Paul and Barnabas tore their clothes, which was a sign of great distress and a state of mourning and tried to stop them saying, “Whoaaa wait a minute…” They didn’t want any part of what was going down because to them, it was such a blasphemous act. Maybe they remembered what happened to Herod Antipas when the people started calling him a god? Herod was struck down and died when he stole God’s glory by not denying it. They weren’t going to take any chances. However a lot of people are tempted to seek honor for themselves. This is a weakness of mankind and a sin against God. Instead it would be better for us to heed the warning of Herod and learn from Paul and Barnabas and put that temptation as far away from us as possible.

How did Paul and Barnabas help them? Take a look at verses 15-17. “Friends, why are you doing this? We too are only human, like you. We are bringing you good news, telling you to turn from these worthless things to the living God, who made the heavens and the earth and the sea and everything in them. 16 In the past, he let all nations go their own way. 17 Yet he has not left himself without testimony: He has shown kindness by giving you rain from heaven and crops in their seasons; he provides you with plenty of food and fills your hearts with joy.” Paul’s message was to turn from idols to the living God. This was really good news but it was a difficult message for the people of Lystra to hear. It meant that their entire culture was based on worthless beliefs that they needed to turn from immediately. This would be like a Muslim or Hindu hearing the gospel for the first time and they are told they are idol worshipers. Imagine their reaction. Our culture is somewhat different, because America has a Christian foundation and yet there are many practical idol worshipers in our country today. Most of the time it’s really hard for us to see our own idols. I heard a story about a pastor who was visiting India. On his tour he was truck with how many idols he saw through the land. The place was littered with them. Along the way met an Indian woman who had been to America so he asked her what she thought of the country. She replied, “I don’t like it and will never go back because there are too many idols. You make the movie stars your idols, corporate leaders your idols. You make everything your idols.” Needles to say this guy was speechless. Sad to say, so many people, who say they believe in Jesus, do not make time to worship God. They just don’t want to make the effort because they have made themselves their idol.

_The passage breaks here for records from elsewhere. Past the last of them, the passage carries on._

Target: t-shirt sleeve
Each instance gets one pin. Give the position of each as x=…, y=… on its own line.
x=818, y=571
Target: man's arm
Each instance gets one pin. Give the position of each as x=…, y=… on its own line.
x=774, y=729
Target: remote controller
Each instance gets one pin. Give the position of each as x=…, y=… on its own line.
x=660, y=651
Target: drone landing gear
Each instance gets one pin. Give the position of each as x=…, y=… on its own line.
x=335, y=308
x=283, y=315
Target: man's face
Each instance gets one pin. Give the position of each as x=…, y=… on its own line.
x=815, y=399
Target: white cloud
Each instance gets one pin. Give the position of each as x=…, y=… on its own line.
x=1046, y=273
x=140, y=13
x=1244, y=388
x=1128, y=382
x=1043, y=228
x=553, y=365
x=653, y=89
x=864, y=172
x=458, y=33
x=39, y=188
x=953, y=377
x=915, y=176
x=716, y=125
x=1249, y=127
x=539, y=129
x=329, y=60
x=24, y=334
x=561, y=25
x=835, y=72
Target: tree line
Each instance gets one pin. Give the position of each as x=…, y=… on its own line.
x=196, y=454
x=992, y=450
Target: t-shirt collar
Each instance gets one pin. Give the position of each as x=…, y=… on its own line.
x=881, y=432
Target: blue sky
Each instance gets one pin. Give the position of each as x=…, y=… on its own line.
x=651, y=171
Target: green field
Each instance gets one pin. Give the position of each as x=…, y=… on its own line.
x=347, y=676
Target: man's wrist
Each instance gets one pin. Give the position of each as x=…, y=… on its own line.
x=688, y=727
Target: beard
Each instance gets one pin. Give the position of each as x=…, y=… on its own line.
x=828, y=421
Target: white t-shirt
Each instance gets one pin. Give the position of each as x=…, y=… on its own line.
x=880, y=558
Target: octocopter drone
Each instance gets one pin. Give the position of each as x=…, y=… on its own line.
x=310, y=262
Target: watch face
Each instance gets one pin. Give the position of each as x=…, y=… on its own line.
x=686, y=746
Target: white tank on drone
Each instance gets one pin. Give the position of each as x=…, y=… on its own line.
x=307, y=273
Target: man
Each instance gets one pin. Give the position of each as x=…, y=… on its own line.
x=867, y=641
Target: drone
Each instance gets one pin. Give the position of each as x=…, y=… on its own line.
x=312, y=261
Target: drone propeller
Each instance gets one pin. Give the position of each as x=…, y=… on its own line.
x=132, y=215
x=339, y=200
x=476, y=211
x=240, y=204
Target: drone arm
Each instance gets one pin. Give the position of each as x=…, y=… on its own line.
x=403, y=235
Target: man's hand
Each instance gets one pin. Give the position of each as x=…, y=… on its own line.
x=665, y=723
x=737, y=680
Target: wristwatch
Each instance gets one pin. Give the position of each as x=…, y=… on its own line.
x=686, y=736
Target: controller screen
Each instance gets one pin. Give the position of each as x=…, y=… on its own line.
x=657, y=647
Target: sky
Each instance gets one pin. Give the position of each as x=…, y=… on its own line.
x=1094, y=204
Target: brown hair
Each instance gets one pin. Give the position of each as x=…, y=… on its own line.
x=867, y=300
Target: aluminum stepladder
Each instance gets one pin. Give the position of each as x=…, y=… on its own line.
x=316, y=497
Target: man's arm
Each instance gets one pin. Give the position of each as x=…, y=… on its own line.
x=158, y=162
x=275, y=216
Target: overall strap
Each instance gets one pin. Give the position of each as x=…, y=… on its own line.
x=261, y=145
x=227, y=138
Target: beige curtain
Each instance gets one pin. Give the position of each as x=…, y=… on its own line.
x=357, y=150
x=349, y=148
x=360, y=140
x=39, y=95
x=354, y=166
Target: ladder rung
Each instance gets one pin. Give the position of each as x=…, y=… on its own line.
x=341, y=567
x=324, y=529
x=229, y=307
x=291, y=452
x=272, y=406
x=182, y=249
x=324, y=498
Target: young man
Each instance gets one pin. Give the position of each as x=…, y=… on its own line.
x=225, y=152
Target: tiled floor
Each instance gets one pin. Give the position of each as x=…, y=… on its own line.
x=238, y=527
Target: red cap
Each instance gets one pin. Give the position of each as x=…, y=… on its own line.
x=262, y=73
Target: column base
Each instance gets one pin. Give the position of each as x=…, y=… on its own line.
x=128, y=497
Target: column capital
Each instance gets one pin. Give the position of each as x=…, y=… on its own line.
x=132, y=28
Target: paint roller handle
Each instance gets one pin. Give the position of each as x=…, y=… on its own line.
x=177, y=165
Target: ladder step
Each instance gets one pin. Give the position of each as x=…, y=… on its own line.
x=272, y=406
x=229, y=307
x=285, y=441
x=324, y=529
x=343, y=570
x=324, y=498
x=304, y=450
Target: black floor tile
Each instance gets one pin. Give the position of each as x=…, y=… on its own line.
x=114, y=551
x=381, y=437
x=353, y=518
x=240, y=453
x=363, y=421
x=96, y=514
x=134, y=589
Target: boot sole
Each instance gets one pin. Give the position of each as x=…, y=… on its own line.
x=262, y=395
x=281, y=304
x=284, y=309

Paul encouraged them to turn away from idols to the one true living God, the source of life itself. Paul says two things about God. First, God is the creator of all life. Everything that lives in the ocean, or on land or in the sky has been created by God. (Ps146:6) All idols are useless. Be it Zeus, Hermes, money, power or whatever, all of them can not do anything for you. They are dead, but our God is alive for he is the Creator, in him is life.

Second, Paul reveals how merciful God is. The Greek and Roman gods were nothing but myth. They weren’t real but existed only in the minds of men. And even if they were real, they were more like spoiled children than noble deities. They cheated and stole from each other. They were not merciful or compassionate but treated helpless mortals terribly. The thought of them only tortured the minds and hearts of people. But the Creator God is different. He is merciful and compassionate. He shows his kindness by caring for our every need by sending rain, crops everything we need, he even fills our hearts with joy. Maybe these people have never heard of God before but surely they had SEEN him in his miraculous works of nature. God reveals himself through nature. Like the birth of a child for example. Or how salmon find their way to the birth place. The list can go on and on.

However Paul’s sermon was cut short, he doesn’t quite get the chance to talk about Jesus which is the most important reason to believe because Jesus is the Christ, the one who fulfills the promises of God to save us from our sins and give us eternal life. Through Jesus’ resurrection he conquered sin and death and ascended to the right hand of God. From there he will come back to judge the living and the dead. And all those who believe in him will be saved, but those who reject him will be condemned. Jesus is Lord of lords and King of kings.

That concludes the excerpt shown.